Loss of control for the cell cycle progress and proliferation is a hallmark of malignant cancer [43, 44]. Here, we found that the DNA synthesis and cell cycle were disrupted in TRIM44-depleted glioma cells. A remarkable up-regulated expression of p21/p27 and down-regulated expression of cyclin B1 both in RNA and protein level were found. As two of the most important cyclin-dependent kinase inhibitors, p21/p27 have been reported to regulate cell cycle negatively [23, 24]. By interacting with cyclins, p21/p27 are found inhibiting their catalytic activity and thus control the cell cycle progression. As a potential S phase promoting cyclin, cyclin B1 but not cyclin D1 was significantly inhibited in TRIM44-deficient glioma cells in our study. This provides powerful evidence to prove the function of TRIM44 in glioma proliferation. Among the cell cycle regulation signaling pathways, AKT pathway has been found participating in cell cycle regulation by directly regulating p21 and p27 [35,36,37].

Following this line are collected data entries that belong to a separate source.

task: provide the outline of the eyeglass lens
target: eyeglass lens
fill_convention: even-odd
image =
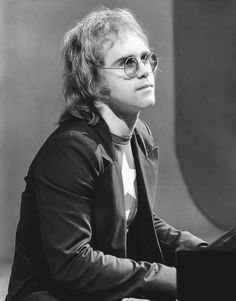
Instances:
[[[150,53],[146,55],[142,62],[144,65],[150,67],[150,72],[153,72],[157,67],[157,57],[154,53]],[[139,63],[138,60],[135,57],[128,57],[124,64],[125,73],[129,77],[136,76],[138,70],[139,70]]]

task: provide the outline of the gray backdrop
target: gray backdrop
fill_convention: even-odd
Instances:
[[[133,9],[160,57],[158,105],[142,116],[160,146],[155,211],[212,240],[221,230],[192,201],[175,155],[173,5],[170,0],[0,1],[0,259],[11,260],[20,194],[29,164],[62,108],[59,49],[64,33],[93,7]]]

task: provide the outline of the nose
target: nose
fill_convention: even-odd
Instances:
[[[148,77],[151,73],[150,66],[148,64],[144,64],[143,61],[139,61],[138,67],[137,78]]]

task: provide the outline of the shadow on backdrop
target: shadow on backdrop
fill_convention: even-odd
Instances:
[[[176,149],[215,225],[236,220],[236,3],[174,1]]]

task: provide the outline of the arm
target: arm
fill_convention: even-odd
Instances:
[[[189,249],[207,245],[201,238],[172,227],[155,214],[153,224],[168,265],[175,265],[175,250],[178,247]]]
[[[149,143],[151,141],[151,143],[154,144],[150,128],[143,121],[142,124],[145,126],[146,135],[148,134]],[[191,233],[175,229],[155,214],[153,214],[153,225],[160,242],[164,258],[168,265],[175,265],[175,250],[178,247],[193,248],[200,245],[207,245],[205,241]]]
[[[101,163],[94,142],[63,134],[41,154],[36,197],[43,248],[55,281],[74,293],[107,300],[176,296],[176,271],[93,249],[93,193]]]

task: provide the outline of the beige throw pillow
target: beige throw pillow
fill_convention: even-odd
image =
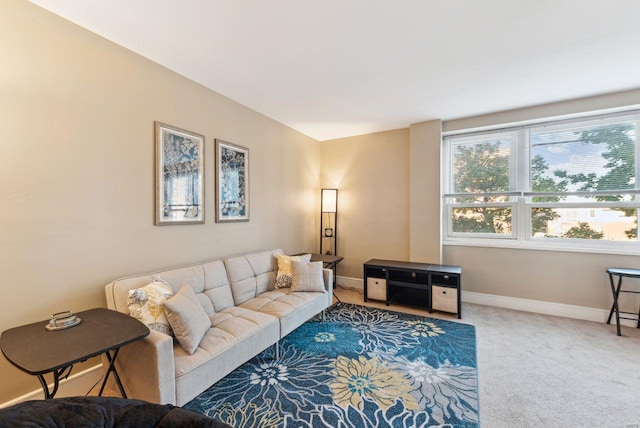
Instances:
[[[322,262],[291,262],[293,280],[291,291],[318,291],[324,293]]]
[[[278,254],[278,274],[276,275],[276,288],[291,287],[291,262],[308,262],[311,260],[311,254],[302,256],[285,256]]]
[[[173,291],[164,282],[154,282],[129,291],[129,314],[146,324],[150,329],[173,336],[171,326],[164,314],[164,303],[173,296]]]
[[[211,320],[191,286],[183,285],[175,296],[165,302],[164,311],[176,339],[192,355],[211,327]]]

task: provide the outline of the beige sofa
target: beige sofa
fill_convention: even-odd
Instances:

AKT signaling pathway is commonly activated in different kinds of human cancers and plays a key role in regulating tumor cell proliferation and apoptosis [45, 46]. Here, we found TRIM44 knockdown decreases AKT phosphorylation, while exogenous overexpression increases the phosphorylation level of AKT thus activates the AKT signaling pathway. Intriguingly, endogenous TRIM44 knockdown only inhibits the Ser473 but not Thr308, while exogenous TRIM44 activate both sites. Either Ser473 or Thr308 phosphorylation was reported enough to activate AKT partially, while full activation requires phosphorylation of both [47]. Gene like PTEN was reported regulating AKT pathway by modulating phosphorylation on Ser473 but not Thr308 [48]. TRIM44 activate AKT by phosphorylating Ser473 was previously reported in esophageal cancer [49]. Here, we found that TRIM44 overexpression could activate the AKT not only on Ser473 but also Thr308 in glioma. These results strongly indicate that TRIM44 knockdown likely induces obvious upregulation of CDKIs-p21/p27 through AKT signaling pathway in glioma. The mechanism of how TRIM44 regulate AKT needs further investigation.